Innenpolitik
© Innenministerium von Georgien
Forderung nach Liberalisierung der Drogenpolitik
Während sich die georgische Regierung um einen Kompromiss bei der angestrebten Liberalisierung der Drogenpolitik bemüht, lehnen verschiedene gesellschaftliche Gruppen, die Vorschläge der Politik als nicht weitgehend genug ab. Obwohl ein Konsens noch in weiter Ferne scheint, bleibt das Ziel ein liberalerer Umgang mit Rauschmitteln.

Wieder drastische Strafe für Drogendelikt

Mit einem überarbeiteten Rauschmittelgesetz sollen kleinere Drogendelikte zukünftig weniger hart bestraft werden als bisher. So wie zuletzt im Fall des Schauspielers Giorgi Giorganashvili, der vor wenigen Tagen in einem umstrittenen Verfahren wegen des Besitzes einer größeren Menge Rauschmittel zu acht Jahren Haft verurteilt worden war. Die Gerichtsentscheidung führte zu mehreren Demonstrationen.

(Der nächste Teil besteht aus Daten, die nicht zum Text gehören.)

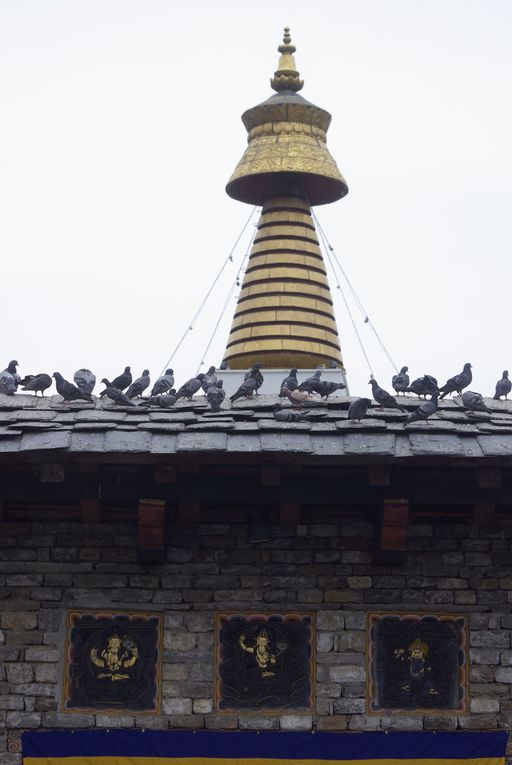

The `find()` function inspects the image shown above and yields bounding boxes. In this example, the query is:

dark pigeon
[299,369,322,393]
[404,392,439,425]
[407,375,439,397]
[391,367,410,395]
[244,361,264,393]
[20,372,52,396]
[279,367,299,398]
[0,369,18,396]
[439,363,473,398]
[125,369,150,398]
[274,404,327,422]
[73,369,96,395]
[493,369,512,400]
[348,398,372,422]
[461,390,490,412]
[229,377,258,403]
[176,373,204,401]
[105,386,137,406]
[150,369,174,396]
[368,377,407,412]
[206,380,226,412]
[314,380,347,399]
[53,372,92,401]
[201,367,217,393]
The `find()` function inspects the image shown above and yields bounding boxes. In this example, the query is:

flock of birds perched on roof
[0,360,512,424]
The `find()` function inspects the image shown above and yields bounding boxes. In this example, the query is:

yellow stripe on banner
[23,756,505,765]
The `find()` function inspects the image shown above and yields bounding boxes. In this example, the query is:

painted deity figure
[89,633,139,682]
[238,629,285,677]
[395,638,439,696]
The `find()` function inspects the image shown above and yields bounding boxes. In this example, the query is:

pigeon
[53,372,92,401]
[461,390,490,412]
[244,362,263,393]
[125,369,150,398]
[404,391,439,425]
[201,367,217,393]
[105,385,137,406]
[100,367,132,397]
[279,367,299,398]
[314,380,346,400]
[493,369,512,400]
[20,372,52,396]
[2,360,21,396]
[406,375,439,396]
[299,368,322,393]
[229,377,259,403]
[368,377,407,412]
[348,398,372,422]
[0,369,18,396]
[73,369,96,395]
[283,388,312,406]
[176,373,204,401]
[273,404,327,422]
[203,380,226,412]
[440,363,473,398]
[150,369,174,396]
[391,367,410,396]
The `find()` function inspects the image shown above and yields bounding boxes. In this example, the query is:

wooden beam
[279,502,301,526]
[137,499,165,563]
[80,500,101,525]
[375,499,409,563]
[473,504,496,526]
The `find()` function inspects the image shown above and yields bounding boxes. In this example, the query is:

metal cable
[196,222,258,376]
[160,205,258,376]
[311,210,398,372]
[318,219,373,377]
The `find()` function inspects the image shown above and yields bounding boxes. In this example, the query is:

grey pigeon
[105,386,137,406]
[176,373,204,401]
[2,359,21,396]
[201,367,217,393]
[348,398,372,422]
[368,377,407,412]
[125,369,150,398]
[439,362,473,398]
[53,372,92,401]
[20,372,52,396]
[73,369,96,395]
[461,390,490,412]
[206,380,226,412]
[406,375,438,396]
[273,404,327,422]
[244,361,263,393]
[229,377,258,403]
[404,392,439,425]
[279,367,299,398]
[391,367,410,395]
[150,369,174,396]
[313,380,346,399]
[299,369,322,393]
[100,367,132,396]
[493,369,512,400]
[0,369,18,396]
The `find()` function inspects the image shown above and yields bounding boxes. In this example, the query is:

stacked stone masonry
[0,522,512,765]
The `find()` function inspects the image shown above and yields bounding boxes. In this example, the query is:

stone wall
[0,517,512,765]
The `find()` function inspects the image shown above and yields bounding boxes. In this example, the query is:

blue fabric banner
[23,730,507,765]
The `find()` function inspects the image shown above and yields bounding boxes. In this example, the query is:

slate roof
[0,394,512,462]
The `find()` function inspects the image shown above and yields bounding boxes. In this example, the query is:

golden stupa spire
[224,27,348,369]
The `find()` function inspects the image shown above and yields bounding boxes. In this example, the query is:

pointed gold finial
[270,27,304,93]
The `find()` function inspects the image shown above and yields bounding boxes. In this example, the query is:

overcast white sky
[0,0,512,395]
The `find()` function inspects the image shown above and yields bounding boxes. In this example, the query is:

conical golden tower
[224,27,348,369]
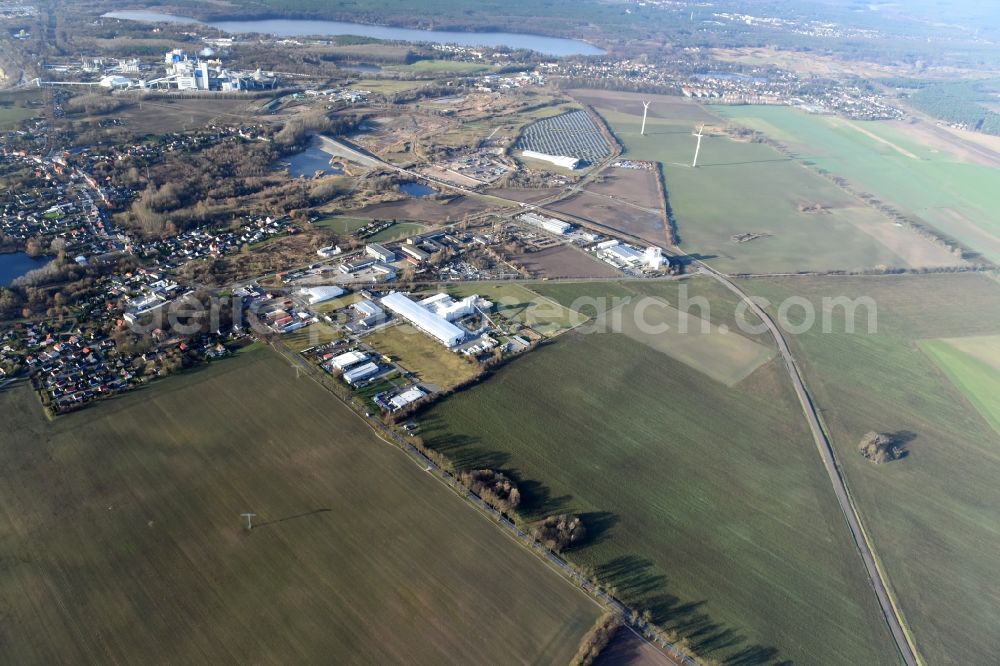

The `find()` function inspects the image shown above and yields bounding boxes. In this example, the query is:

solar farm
[514,111,611,163]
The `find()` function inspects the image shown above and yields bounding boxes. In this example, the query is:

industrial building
[365,243,396,263]
[521,150,580,169]
[389,386,426,411]
[344,363,378,385]
[330,351,368,370]
[518,213,573,235]
[296,286,347,305]
[138,49,277,92]
[382,291,465,347]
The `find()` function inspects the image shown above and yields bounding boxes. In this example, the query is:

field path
[685,253,920,666]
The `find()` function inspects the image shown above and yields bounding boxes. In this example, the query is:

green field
[365,222,427,243]
[349,79,430,95]
[313,215,371,235]
[0,349,601,664]
[389,60,495,74]
[365,324,479,388]
[420,280,896,664]
[574,91,955,273]
[920,335,1000,435]
[713,106,1000,261]
[744,274,1000,664]
[448,283,587,337]
[0,90,44,130]
[281,321,342,351]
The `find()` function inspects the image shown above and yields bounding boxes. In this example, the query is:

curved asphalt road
[696,261,918,666]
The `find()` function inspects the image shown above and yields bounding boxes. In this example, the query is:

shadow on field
[595,555,778,666]
[253,509,333,530]
[698,157,795,169]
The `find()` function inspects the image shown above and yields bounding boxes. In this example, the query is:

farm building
[344,363,378,384]
[365,243,396,262]
[297,286,347,305]
[382,292,465,347]
[330,351,368,370]
[340,256,377,274]
[521,150,580,169]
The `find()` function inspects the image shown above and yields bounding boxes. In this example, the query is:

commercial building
[330,351,368,370]
[343,363,378,385]
[518,213,573,235]
[521,150,580,169]
[296,286,347,305]
[389,386,426,411]
[382,292,465,347]
[365,243,396,263]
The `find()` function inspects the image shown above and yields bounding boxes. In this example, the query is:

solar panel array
[514,111,611,163]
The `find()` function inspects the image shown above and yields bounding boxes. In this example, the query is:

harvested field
[574,91,964,273]
[514,245,620,278]
[448,283,587,337]
[364,324,479,389]
[485,187,562,203]
[594,628,676,666]
[599,295,776,386]
[0,348,601,664]
[345,196,491,224]
[920,335,1000,435]
[546,191,669,247]
[420,280,898,665]
[586,168,663,210]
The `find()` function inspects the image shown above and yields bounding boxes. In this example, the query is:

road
[695,260,918,666]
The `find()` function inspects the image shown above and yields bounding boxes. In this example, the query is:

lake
[287,139,344,178]
[0,252,52,287]
[399,183,437,199]
[103,9,604,56]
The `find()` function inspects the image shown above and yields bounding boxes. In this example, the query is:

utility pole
[691,125,705,167]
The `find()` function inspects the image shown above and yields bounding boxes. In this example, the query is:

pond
[104,9,604,56]
[399,183,437,198]
[0,252,52,287]
[287,140,344,178]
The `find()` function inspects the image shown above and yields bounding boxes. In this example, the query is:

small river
[104,9,604,56]
[0,252,52,287]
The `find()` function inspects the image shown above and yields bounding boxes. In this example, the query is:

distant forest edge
[883,79,1000,136]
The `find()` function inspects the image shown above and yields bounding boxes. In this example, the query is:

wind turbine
[691,125,705,167]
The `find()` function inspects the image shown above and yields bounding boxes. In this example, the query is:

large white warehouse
[521,150,580,169]
[382,292,465,347]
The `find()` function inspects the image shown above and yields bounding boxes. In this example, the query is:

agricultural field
[0,348,601,664]
[347,196,495,225]
[743,274,1000,664]
[281,322,342,352]
[389,60,495,74]
[514,245,619,278]
[0,91,43,130]
[448,283,587,338]
[420,280,897,664]
[364,324,479,389]
[573,91,958,273]
[920,335,1000,435]
[713,107,1000,261]
[348,79,429,95]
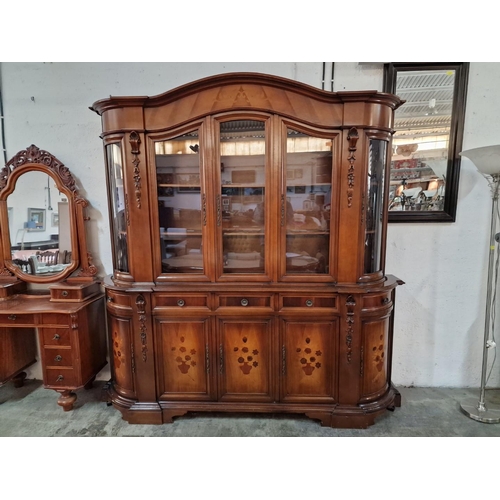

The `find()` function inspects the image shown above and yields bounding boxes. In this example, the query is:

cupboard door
[106,142,129,273]
[281,319,339,403]
[361,317,389,403]
[216,120,269,279]
[218,318,274,401]
[280,128,333,276]
[155,130,206,275]
[107,308,135,397]
[155,317,213,401]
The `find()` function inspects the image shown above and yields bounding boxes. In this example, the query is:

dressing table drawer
[41,313,70,326]
[0,314,35,326]
[43,347,73,367]
[40,328,71,346]
[44,368,78,387]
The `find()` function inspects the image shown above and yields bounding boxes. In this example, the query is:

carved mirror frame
[0,144,97,284]
[383,62,469,222]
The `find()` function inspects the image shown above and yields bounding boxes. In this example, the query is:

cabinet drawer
[281,295,337,309]
[0,314,35,326]
[49,282,101,302]
[44,368,78,387]
[218,293,273,309]
[363,292,391,309]
[41,313,69,326]
[43,347,73,366]
[40,328,71,346]
[153,293,208,309]
[106,290,131,307]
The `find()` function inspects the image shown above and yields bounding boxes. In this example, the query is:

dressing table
[0,145,107,411]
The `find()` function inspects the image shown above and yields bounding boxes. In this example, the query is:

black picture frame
[383,62,469,222]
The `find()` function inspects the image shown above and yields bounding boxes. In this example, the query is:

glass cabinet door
[217,120,266,274]
[106,143,129,273]
[281,128,333,275]
[155,131,204,274]
[365,139,387,274]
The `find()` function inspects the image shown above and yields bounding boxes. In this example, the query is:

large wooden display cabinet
[91,73,402,427]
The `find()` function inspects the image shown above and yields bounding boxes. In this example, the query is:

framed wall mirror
[384,62,469,222]
[0,145,97,283]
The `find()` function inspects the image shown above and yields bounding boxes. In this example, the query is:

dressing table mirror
[0,145,106,411]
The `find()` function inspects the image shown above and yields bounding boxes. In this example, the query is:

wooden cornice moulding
[90,73,404,115]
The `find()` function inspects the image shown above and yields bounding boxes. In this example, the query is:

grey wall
[1,62,500,387]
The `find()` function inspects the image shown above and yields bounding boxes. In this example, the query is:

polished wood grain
[0,145,107,412]
[91,73,401,428]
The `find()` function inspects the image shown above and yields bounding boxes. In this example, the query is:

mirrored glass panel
[365,139,387,274]
[384,63,468,221]
[282,129,333,274]
[155,131,203,274]
[217,120,266,274]
[106,143,129,273]
[7,171,71,276]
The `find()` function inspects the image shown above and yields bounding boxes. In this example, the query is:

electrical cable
[0,63,7,164]
[485,189,500,386]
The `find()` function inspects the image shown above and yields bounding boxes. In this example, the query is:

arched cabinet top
[90,73,404,135]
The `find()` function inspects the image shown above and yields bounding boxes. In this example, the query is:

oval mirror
[7,171,76,279]
[0,145,97,283]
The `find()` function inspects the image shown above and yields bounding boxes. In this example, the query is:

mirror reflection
[389,69,456,211]
[7,171,71,276]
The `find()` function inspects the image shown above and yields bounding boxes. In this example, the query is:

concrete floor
[0,380,500,437]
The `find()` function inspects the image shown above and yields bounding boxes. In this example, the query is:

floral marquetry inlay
[233,337,259,375]
[172,337,196,374]
[296,337,323,375]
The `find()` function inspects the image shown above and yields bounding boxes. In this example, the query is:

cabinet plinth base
[57,390,77,411]
[103,382,401,429]
[12,372,27,389]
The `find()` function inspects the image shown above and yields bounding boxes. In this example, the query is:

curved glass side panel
[365,139,387,274]
[155,130,204,274]
[106,143,129,273]
[217,120,266,274]
[281,129,333,274]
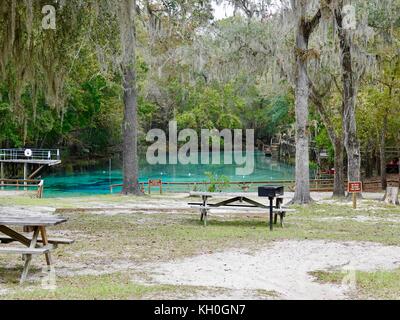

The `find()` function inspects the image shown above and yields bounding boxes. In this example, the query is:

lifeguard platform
[0,148,61,180]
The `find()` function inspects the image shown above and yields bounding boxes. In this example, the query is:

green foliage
[204,172,229,192]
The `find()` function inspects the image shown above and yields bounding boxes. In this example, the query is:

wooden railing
[0,179,44,198]
[0,149,61,161]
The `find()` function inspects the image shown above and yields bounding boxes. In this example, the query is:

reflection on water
[43,152,306,197]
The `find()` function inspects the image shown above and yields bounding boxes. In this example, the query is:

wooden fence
[110,179,333,193]
[0,179,44,198]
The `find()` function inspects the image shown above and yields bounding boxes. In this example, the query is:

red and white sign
[347,181,362,193]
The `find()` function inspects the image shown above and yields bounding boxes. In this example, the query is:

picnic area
[0,0,400,302]
[0,193,400,299]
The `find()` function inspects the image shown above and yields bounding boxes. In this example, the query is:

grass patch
[0,273,177,300]
[0,195,400,299]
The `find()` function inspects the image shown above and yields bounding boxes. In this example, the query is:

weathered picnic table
[188,192,295,230]
[0,215,74,283]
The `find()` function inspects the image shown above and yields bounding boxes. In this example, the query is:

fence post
[0,162,4,190]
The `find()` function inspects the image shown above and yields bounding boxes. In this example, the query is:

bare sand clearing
[145,241,400,300]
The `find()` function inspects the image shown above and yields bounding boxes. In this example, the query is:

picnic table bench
[188,192,295,230]
[0,215,74,284]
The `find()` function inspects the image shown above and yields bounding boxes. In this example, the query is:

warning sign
[347,181,362,193]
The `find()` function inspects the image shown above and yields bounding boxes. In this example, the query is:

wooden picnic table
[188,191,294,230]
[0,214,73,283]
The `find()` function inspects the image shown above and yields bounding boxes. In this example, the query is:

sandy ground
[145,241,400,300]
[0,193,400,300]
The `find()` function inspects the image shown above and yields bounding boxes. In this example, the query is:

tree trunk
[379,112,388,190]
[333,136,346,198]
[293,18,311,204]
[310,85,346,198]
[335,1,361,188]
[119,0,141,195]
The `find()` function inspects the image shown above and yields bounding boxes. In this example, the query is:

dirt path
[145,241,400,300]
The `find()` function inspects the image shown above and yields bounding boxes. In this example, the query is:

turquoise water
[42,152,300,197]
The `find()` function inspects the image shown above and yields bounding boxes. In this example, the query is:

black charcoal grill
[258,186,285,230]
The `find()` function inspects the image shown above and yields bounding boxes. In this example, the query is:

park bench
[0,215,74,284]
[188,192,296,229]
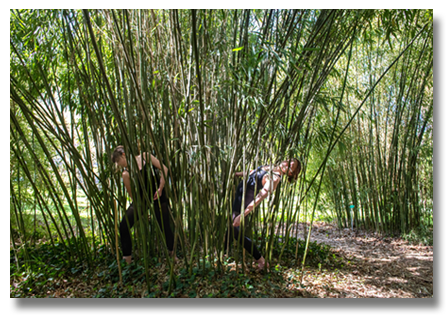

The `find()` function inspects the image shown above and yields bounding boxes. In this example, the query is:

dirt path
[291,223,433,298]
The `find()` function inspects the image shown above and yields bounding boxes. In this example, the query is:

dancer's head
[280,158,302,183]
[112,145,128,168]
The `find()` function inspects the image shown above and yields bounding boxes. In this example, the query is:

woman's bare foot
[257,257,269,271]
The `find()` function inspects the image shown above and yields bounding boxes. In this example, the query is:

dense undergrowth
[10,236,344,298]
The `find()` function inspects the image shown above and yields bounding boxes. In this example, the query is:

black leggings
[224,188,261,260]
[120,202,174,257]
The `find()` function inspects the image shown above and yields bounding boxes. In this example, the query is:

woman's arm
[143,153,168,200]
[233,175,280,226]
[235,170,255,176]
[122,170,134,202]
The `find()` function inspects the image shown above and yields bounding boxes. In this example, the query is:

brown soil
[284,223,433,298]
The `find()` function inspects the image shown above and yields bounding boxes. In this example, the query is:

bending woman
[112,146,176,264]
[225,159,301,270]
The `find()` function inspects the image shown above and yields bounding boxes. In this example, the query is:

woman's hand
[233,215,241,227]
[154,187,163,201]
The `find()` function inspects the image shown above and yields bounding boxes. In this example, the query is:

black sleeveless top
[134,158,168,203]
[232,165,277,214]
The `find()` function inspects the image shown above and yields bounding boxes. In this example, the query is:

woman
[225,158,301,270]
[112,146,177,264]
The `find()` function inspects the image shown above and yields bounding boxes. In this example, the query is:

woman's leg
[120,204,137,257]
[154,202,174,252]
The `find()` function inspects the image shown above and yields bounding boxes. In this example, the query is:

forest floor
[10,223,433,298]
[291,223,433,298]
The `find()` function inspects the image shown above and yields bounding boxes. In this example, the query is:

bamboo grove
[9,10,433,284]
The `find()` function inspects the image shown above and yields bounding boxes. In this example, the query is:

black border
[9,9,446,315]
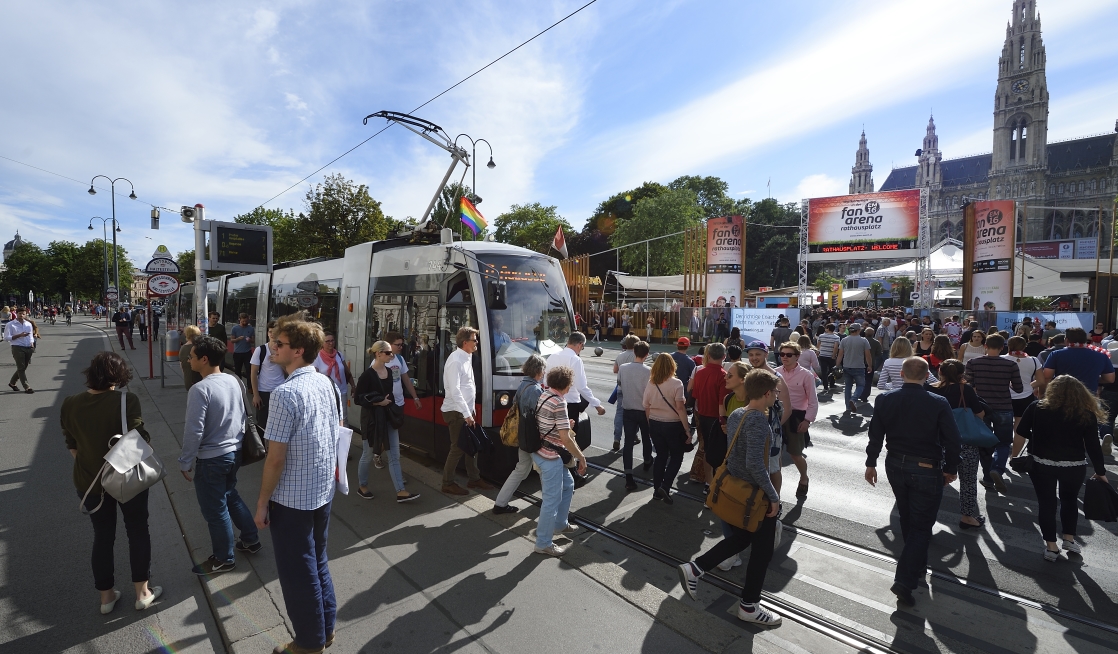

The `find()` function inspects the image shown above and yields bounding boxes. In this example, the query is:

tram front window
[485,256,571,376]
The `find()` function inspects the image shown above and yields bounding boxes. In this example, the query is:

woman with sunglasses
[353,341,419,503]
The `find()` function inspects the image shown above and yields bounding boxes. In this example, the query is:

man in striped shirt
[818,323,842,392]
[966,334,1024,494]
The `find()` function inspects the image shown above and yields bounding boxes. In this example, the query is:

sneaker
[680,561,703,599]
[190,555,237,577]
[234,539,264,555]
[738,601,780,627]
[532,543,567,557]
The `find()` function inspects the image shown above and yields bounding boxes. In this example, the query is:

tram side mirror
[487,279,509,311]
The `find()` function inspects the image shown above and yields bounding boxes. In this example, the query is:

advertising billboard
[963,200,1017,312]
[807,189,920,260]
[707,216,746,306]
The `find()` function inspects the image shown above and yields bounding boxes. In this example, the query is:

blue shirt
[264,366,341,511]
[233,323,256,354]
[1044,345,1115,392]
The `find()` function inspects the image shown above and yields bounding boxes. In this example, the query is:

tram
[167,229,590,480]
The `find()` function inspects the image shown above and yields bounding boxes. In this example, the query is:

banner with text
[963,200,1016,312]
[707,216,745,306]
[807,189,920,259]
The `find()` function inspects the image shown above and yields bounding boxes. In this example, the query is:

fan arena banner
[707,216,746,306]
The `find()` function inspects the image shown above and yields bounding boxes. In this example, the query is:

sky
[0,0,1118,266]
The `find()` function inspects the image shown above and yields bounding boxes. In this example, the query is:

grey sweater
[726,407,780,502]
[179,372,245,471]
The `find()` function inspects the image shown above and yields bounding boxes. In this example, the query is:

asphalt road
[582,343,1118,625]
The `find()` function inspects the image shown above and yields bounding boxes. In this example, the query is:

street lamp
[88,174,136,306]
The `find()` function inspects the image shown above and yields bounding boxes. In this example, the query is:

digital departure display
[216,226,269,266]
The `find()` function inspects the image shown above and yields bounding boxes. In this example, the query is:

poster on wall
[807,189,920,260]
[964,200,1016,314]
[707,216,745,306]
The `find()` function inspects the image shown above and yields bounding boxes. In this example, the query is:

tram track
[517,491,903,654]
[586,462,1118,635]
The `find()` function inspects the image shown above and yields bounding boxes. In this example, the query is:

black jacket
[865,382,959,474]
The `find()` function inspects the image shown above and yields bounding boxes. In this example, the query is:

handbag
[78,391,167,515]
[233,375,268,466]
[951,387,1001,447]
[707,410,771,531]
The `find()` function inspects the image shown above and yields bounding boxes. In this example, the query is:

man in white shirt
[3,306,35,394]
[443,326,493,495]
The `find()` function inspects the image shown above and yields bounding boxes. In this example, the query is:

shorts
[1013,396,1036,418]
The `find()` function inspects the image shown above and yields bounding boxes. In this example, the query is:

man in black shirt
[865,357,959,606]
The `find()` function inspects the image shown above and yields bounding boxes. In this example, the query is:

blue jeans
[842,368,865,408]
[614,387,625,440]
[195,451,260,562]
[885,456,944,590]
[617,409,652,475]
[357,426,404,493]
[268,502,338,650]
[532,453,575,548]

Der Fall ist der jüngste in einer Reihe von Gerichtsurteilen, die zu drastischen Strafen wegen Vergehen gegen das geltende Rauschmittelgesetz geführt haben. Die „White Noise“-Bewegung, die Speerspitze der Befürworter einer liberaleren Drogenpolitik in Georgien, fordert seit mehreren Jahren Änderungen am Gesetz und erhält dabei vor allem aus jüngeren Bevölkerungsgruppen viel Zulauf.

Uneinigkeit im Parlament, Ablehnung durch Kirche

Die Regierung hat das Problem um das existierende Rauschgiftgesetz Georgiens derweil anerkannt. Ein Gesetzesentwurf, der eine Liberalisierung vorsieht, zirkuliert seit Monaten im Parlament, kam aber bislang aufgrund von Differenzen zwischen und innerhalb der Parteien nicht zur Abstimmung. Innenminister Giorgi Gakharia stellte in Aussicht, dass ein zukünftiges Gesetz Drogendelikte deutlich humaner sanktionieren und stattdessen die Verfolgung des illegalen Handels mit Rauschgift straffen werde.

Auch die georgische Kirche, der einflussreichste nichtstaatliche Akteur im Land, fordert Änderungen. Patriarch Ilia II. rief die Politik in seiner Weihnachtsansprache dazu auf, den Fokus auf Rehabilitationsmaßnahmen für Drogenabhängige zu richten und die Strafverfolgung weniger strikt zu gestalten. Den bislang nicht verabschiedeten Gesetzesentwurf lehne die Kirche allerdings ab.